Gıdalar, uzun yıllardır insanların PFAS’a maruz kalmasının başlıca yollarından biri olarak görülüyor. PFAS (per- ve polifloroalkil maddeler), sanayiden günlük tüketim ürünlerine kadar birçok alanda kullanılan ve çevrede kalıcı olan kimyasallar grubunu oluşturuyor. Bu “sonsuz kimyasallar”, çevrede çözünmeden kalabiliyor ve ciddi sağlık riskleriyle ilişkilendiriliyor. Ancak bazı olumlu gelişmeler de mevcut.
Boston Üniversitesi Halk Sağlığı Fakültesi (BUSPH) araştırmacılarının yaptığı yeni bir çalışma, yetişkinlerde gıdalar yoluyla PFAS maruziyetinin son 20 yılda azaldığını gösteriyor. Ancak çalışma, içme suyunun hâlâ önemli bir PFAS maruziyet kaynağı olduğunu vurguluyor.
Environmental Science & Technology dergisinde yayımlanan araştırmada, 2000'lerin başında ABD'de üretimi durdurulan “eski” PFAS kimyasallarına odaklanıldı. Kaliforniya'daki katılımcılardan alınan kan örneklerini analiz eden ekip, deniz ürünleri, yumurta ve esmer pirinç tüketiminin PFAS seviyeleriyle ilişkili olduğunu buldu. Ancak gıda kaynaklı maruziyetin, önceki çalışmalara göre daha az olduğu da görüldü.

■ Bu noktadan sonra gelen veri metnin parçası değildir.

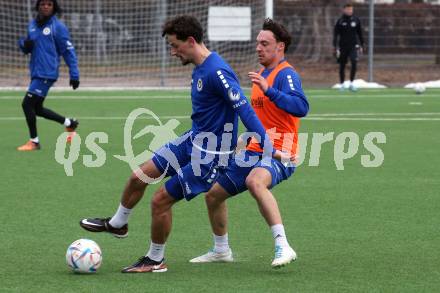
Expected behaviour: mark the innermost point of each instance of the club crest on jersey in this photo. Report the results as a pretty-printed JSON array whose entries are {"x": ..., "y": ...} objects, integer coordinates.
[
  {"x": 46, "y": 31},
  {"x": 199, "y": 85},
  {"x": 234, "y": 94}
]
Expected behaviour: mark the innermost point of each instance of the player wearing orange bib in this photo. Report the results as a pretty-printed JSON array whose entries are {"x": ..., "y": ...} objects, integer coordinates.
[{"x": 279, "y": 101}]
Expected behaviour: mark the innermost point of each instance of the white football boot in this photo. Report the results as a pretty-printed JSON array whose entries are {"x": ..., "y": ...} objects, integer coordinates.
[
  {"x": 213, "y": 256},
  {"x": 283, "y": 256}
]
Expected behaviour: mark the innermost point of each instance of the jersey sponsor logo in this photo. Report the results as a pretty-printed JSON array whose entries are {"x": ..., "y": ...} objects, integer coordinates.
[
  {"x": 46, "y": 31},
  {"x": 223, "y": 79},
  {"x": 199, "y": 85},
  {"x": 258, "y": 102},
  {"x": 289, "y": 79},
  {"x": 234, "y": 94}
]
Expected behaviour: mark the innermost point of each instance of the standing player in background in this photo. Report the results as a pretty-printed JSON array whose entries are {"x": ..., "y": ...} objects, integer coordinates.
[
  {"x": 348, "y": 43},
  {"x": 47, "y": 40},
  {"x": 278, "y": 99},
  {"x": 217, "y": 101}
]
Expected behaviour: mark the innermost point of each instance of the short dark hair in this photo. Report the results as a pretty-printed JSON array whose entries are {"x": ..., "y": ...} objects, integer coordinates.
[
  {"x": 56, "y": 7},
  {"x": 183, "y": 27},
  {"x": 279, "y": 31}
]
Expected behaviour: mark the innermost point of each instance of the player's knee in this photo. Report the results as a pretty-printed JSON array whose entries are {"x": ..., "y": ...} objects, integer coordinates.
[
  {"x": 136, "y": 181},
  {"x": 27, "y": 102},
  {"x": 212, "y": 200}
]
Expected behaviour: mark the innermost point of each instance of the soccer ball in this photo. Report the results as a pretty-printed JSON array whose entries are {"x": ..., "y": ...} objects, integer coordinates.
[
  {"x": 419, "y": 88},
  {"x": 84, "y": 256}
]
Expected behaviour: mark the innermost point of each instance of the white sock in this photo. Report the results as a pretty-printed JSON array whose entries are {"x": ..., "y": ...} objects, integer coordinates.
[
  {"x": 279, "y": 235},
  {"x": 221, "y": 243},
  {"x": 121, "y": 217},
  {"x": 156, "y": 251},
  {"x": 67, "y": 122}
]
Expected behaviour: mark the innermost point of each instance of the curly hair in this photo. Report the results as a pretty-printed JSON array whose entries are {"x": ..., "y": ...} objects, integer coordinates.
[
  {"x": 183, "y": 27},
  {"x": 279, "y": 31}
]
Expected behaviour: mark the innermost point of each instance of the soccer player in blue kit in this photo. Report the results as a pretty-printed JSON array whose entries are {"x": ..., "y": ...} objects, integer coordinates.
[
  {"x": 47, "y": 40},
  {"x": 279, "y": 102},
  {"x": 193, "y": 159}
]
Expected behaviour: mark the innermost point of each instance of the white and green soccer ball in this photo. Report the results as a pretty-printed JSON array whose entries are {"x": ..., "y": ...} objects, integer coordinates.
[
  {"x": 419, "y": 88},
  {"x": 84, "y": 256}
]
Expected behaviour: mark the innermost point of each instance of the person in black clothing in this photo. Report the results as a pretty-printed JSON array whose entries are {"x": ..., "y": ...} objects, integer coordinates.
[{"x": 348, "y": 43}]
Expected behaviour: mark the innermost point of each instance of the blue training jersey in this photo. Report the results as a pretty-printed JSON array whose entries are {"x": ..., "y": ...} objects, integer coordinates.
[{"x": 217, "y": 100}]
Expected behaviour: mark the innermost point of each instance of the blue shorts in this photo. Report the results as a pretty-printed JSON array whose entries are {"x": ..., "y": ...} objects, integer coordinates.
[
  {"x": 233, "y": 179},
  {"x": 40, "y": 87},
  {"x": 189, "y": 175}
]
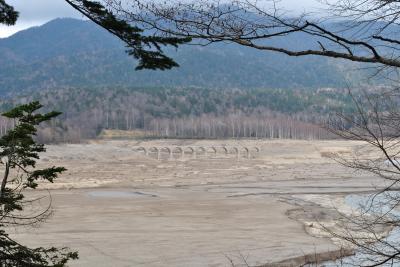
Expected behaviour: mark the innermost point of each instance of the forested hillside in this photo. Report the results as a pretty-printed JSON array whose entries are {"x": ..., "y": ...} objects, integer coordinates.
[
  {"x": 187, "y": 112},
  {"x": 75, "y": 53}
]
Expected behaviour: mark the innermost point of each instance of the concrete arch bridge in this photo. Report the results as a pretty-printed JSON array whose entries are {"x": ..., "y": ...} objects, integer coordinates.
[{"x": 176, "y": 152}]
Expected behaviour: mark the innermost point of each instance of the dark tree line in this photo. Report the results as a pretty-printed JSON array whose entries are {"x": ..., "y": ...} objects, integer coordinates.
[{"x": 187, "y": 112}]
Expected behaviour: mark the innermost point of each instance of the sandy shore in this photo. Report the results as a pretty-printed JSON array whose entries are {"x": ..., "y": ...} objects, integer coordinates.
[{"x": 120, "y": 207}]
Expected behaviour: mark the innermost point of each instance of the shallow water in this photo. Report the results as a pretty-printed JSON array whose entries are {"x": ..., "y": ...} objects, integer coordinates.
[{"x": 119, "y": 194}]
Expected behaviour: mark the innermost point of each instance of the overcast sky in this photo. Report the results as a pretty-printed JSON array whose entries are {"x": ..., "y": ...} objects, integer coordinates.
[{"x": 37, "y": 12}]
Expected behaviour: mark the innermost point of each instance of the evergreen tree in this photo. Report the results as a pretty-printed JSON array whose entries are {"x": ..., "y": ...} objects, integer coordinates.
[{"x": 19, "y": 152}]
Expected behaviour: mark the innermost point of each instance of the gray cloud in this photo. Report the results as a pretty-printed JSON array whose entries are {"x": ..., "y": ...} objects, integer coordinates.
[{"x": 37, "y": 12}]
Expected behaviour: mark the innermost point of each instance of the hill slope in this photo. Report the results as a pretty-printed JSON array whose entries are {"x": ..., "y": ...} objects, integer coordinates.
[{"x": 69, "y": 53}]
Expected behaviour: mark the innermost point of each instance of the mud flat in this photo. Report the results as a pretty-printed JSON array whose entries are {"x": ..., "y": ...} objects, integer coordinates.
[{"x": 121, "y": 207}]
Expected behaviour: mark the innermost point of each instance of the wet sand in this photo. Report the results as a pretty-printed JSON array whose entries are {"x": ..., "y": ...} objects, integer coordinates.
[{"x": 120, "y": 207}]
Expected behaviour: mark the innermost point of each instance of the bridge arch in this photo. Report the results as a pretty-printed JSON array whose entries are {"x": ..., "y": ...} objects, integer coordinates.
[{"x": 141, "y": 148}]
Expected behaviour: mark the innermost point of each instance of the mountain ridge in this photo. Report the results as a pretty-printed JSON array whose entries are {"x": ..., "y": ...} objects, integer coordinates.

Buna karşın, musluk suyunda PFAS tespit edilen bölgelerde yaşayan kişilerin kanında daha yüksek PFAS seviyeleri tespit edildi.
Sonsuz kimyasallar olarak anılan PFAS'lar doğada kolayca parçalanmıyor. Çeşitli kanserler, karaciğer hasarı, tiroid hastalıkları, azalmış aşı yanıtları ve gelişimsel-üreme sorunları gibi birçok sağlık problemine yol açabiliyor.